1.How to use WBSA to analyze WGBS data?
1.1  Upload raw data

WGBS (Whole-Genome Bisulfite-Sequencing) starts with raw data uploading and accepts both single-end data and pair-end data. Raw data should be FastQ format and compressed (*.zip or *.tar.gz). Each compressed file should be no more than 2GB for HTTP mode, but there is no limit to the size of sequencing data for FTP mode. The first file is the T-rich file, and the second file is the A-rich file. Input file format:

FastQ format

@HWI-ST958:71:8:1101:1212:2193#0/1
ATAAAATATTANTTTTTGTTAGAAAGAATTAGTGNTNAATTTTTNGATTTAATAATGGGTATCGTATTATTAGTTGATGTTTAATCGTATAAAATGTTAGT
+
CC@FDFFFHHH#2AEHIIHIJJJJJJHIJJJJEG#1#0:DFHII#07FHIIIIIGGIJJ=CGHIGIHHGHHFFBEDFFFEEEEEEEDDDDDCDDEDFEEDD
@HWI-ST958:71:8:1101:1246:2245#0/1
TAGTGAGATAAATTAATTGTTAATTTTTTTACGTTTTTAATGGTATTTTGAGTATTTTTGAAGGAAAGGTTTAATTTAATGGCGTATTGTAGAATAATTGA
+
BBBDDDFEHHHHHJJJJJJJIIIJJJJJJJJJJDHIIJHIJJIFFHIJJJJJBBHIJJJJEDHIGHHHH=CFFFFBCCEEEEEDDBDDDEEDEDDCCADD<
@HWI-ST958:71:8:1101:1491:2132#0/1
NTCACGAAATATCGTTTTTTATTTTTCGTTAATATTTTATTTATTTTATAAAGATCAGAATGTAGGAGTTTTAGTGGTGTTAAGTTTTTTTTTTCGGTAAT
+
#1:ABDDDFHD?AEHI@GIECEBFHIIIIIG?BDBDECGHIIIIEH@F>=FAH@;@)7A;CA=?CDE?ABCA@;;>CCBBBBBB>&58?8>
@HWI-ST958:71:8:1101:1321:2152#0/1
GAAAGATATAATTATGTATTTGAATAATTCGTATTAAGTGATGAATGTTGTTTTTGGAATATTTTTTTTACGGATTTTTAACTGGTGATAGTCTGATCGCA
+
@@CFFFFFHHHHHJJJJJJJJJJJJIJJJJJGIJJEIJCGHIIEGIJHIIHJJJJJJIJJIJJJJJJJHFFFF?A>CCD@CDDDDDDDDEDDEEDDEDDDB

1.2  Quality analysis of the raw reads

FastQC software is integrated to analyze quality of bisulfite sequencing data. The result includes quality distribution, nucleotide distribution, GC content distribution and overrepresented sequences identification. See demo.

1.3  Filter adaptor sequences and low quality bases of reads

The user could trim low quality bases from two ends if the base quality value is less than a threshold. The adaptor sequences will be filtered if it is provided. If the read length is less than a preset value after above trimming and filtering, the read will be discarded.

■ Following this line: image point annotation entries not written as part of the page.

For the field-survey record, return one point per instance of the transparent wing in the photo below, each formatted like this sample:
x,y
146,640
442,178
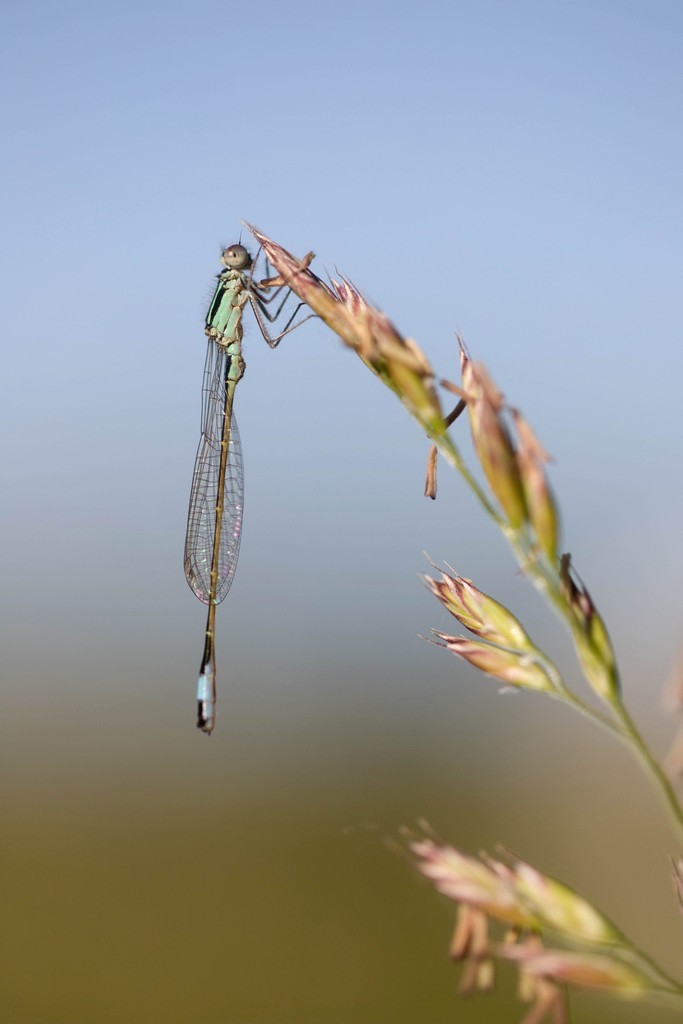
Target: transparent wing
x,y
204,494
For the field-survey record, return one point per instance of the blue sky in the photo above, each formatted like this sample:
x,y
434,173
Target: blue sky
x,y
509,170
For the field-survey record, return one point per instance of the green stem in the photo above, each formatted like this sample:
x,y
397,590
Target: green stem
x,y
631,735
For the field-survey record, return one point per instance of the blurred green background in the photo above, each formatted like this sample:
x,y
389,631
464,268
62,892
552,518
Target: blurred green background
x,y
508,169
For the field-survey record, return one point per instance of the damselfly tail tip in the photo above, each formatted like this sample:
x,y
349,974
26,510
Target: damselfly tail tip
x,y
206,701
205,720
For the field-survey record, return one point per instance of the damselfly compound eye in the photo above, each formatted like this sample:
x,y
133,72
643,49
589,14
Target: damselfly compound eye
x,y
236,257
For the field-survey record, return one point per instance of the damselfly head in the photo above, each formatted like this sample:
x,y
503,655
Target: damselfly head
x,y
236,257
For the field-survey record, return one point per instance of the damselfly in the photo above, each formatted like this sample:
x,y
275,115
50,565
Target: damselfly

The minimum quality value is a threshold, less than which the C base is not considered to be a methylcytosine.

Duplicated reads could be removed (recommend)

1.4  Reference Preparation

In the current version, one of the following 10 species reference data can be chosen:

  • Homo sapiens
  • Chicken
  • Mouse
  • Rat
  • Cow
  • Dog
  • Pig
  • Zebrafish
  • Rice
  • Arabidopsis

If the reference of the research species is not listed on the menu, the user can contact us to add it to WBSA, or download WBSA’s program package from Downloads page and run jobs with the reference of research species on a local server.

Please upload the Lambda sequence file (file name must be chrLam.fa) if an unmethylated DNA fragment is used as the control for calculating the conversion rate of bisulphate sequencing. Otherwise, please provide the p-value, i.e., the false rate (p = 1 - conversion rate).

1.5  Mapping Parameters

WBSA uses BWA program to map reads to the reference.
For example, the parameters could be -l 32, -k 2, -n 4 if the read length is 80bp.

1.6  Advanced Options

WGBS supports three additional options: methylation level distribution in TE, sequence preference analysis of the mCG, mCHG, and mCHH and the correlation analysis between the gene expression and methylation level. Transposable element file should be provided if this option is chosen. The upload te data file format is as below:

species   TE_id   chromosome   strand   start position (count from 1)   end position (count from 1)

The gene expression data should be provided if this option is chosen. The upload expression data file format is as below:

gene id  express value   chromosome   gene start position (count from 0)   gene end position (count from 1)   strand

1.7  Email

WGBS will notify users by sending a message when each step of the task is finished. So users should provide a valid email address here to receive the messages.